CPUSched-Forecast: Enhancing Scheduling via Time Series Prediction
摘要
With the continuous expansion of cloud computing, traditional CPU scheduling algorithms face increasing challenges in handling complex workloads and ensuring quality of service (QoS). This paper proposes a time series–based scheduling framework, CPUSched-Forecast, which leverages multi-time series forecasting models to predict future CPU loads and integrates the predictions into scheduling decisions. To this end, we constructed task representations using a publicly available cluster dataset and designed a QoS-oriented, prediction-driven scheduling strategy that differentiates between Latency-Sensitive (LS) tasks and Best-Effort (BE) tasks. In our experiments, CPUSched-Forecast was compared with classical scheduling algorithms such as First Come First Serve (FCFS), Shortest Job First (SJF), and Round Robin (RR). The results demonstrate that our approach achieves significant improvements in key performance metrics, including Average Waiting Time (AWT), Average Turnaround Time (ATT), and CPU utilization.
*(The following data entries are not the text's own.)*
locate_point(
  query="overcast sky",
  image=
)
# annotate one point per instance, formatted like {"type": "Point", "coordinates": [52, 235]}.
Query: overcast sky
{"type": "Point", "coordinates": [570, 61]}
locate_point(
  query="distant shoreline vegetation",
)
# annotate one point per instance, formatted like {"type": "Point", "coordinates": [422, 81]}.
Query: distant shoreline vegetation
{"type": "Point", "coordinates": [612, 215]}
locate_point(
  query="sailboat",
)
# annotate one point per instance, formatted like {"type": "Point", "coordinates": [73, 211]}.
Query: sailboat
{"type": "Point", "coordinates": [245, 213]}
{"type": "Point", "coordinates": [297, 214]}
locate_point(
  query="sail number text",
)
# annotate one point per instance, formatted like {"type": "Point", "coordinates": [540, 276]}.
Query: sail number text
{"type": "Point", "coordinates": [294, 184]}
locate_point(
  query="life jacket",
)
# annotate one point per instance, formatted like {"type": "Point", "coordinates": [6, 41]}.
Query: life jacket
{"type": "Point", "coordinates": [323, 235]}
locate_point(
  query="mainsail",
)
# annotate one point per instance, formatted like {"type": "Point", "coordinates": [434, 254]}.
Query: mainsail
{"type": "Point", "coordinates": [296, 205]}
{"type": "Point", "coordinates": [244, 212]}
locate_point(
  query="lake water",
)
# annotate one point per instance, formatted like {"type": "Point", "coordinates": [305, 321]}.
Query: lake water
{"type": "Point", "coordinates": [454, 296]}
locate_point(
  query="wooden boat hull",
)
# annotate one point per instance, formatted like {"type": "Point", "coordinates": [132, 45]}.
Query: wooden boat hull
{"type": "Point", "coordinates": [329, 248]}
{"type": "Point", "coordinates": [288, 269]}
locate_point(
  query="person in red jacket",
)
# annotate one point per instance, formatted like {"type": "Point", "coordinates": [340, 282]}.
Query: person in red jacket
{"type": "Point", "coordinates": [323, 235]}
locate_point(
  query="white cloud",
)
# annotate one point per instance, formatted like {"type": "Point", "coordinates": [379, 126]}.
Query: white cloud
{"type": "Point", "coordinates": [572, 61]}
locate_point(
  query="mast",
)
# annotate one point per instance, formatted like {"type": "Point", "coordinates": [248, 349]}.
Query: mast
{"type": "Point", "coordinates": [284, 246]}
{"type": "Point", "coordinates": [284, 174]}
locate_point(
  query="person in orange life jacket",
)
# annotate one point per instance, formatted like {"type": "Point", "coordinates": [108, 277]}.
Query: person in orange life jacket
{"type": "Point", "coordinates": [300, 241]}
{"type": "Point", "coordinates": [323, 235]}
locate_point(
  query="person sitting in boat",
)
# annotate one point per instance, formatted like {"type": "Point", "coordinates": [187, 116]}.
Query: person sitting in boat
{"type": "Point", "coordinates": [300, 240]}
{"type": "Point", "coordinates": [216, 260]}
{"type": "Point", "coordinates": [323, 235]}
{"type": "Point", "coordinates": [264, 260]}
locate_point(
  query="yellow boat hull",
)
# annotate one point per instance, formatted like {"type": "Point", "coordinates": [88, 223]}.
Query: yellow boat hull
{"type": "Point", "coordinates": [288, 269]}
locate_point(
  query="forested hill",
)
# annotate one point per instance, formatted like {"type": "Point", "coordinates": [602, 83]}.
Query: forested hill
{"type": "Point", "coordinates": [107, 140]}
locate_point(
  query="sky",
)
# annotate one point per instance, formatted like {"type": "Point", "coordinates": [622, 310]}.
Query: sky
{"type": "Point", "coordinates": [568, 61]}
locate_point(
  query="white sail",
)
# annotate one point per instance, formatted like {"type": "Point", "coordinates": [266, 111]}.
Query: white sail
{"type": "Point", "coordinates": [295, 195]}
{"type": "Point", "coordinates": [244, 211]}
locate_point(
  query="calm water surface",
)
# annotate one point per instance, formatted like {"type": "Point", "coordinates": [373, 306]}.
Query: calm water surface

Notably, the SLA violation rate for LS tasks was substantially reduced, validating the effectiveness of prediction-driven scheduling in enhancing system performance and ensuring QoS. This study highlights that integrating time series forecasting with scheduling strategies provides an effective approach to improving resource utilization and service quality in cloud computing, offering practical insights for the development of intelligent and efficient resource management frameworks.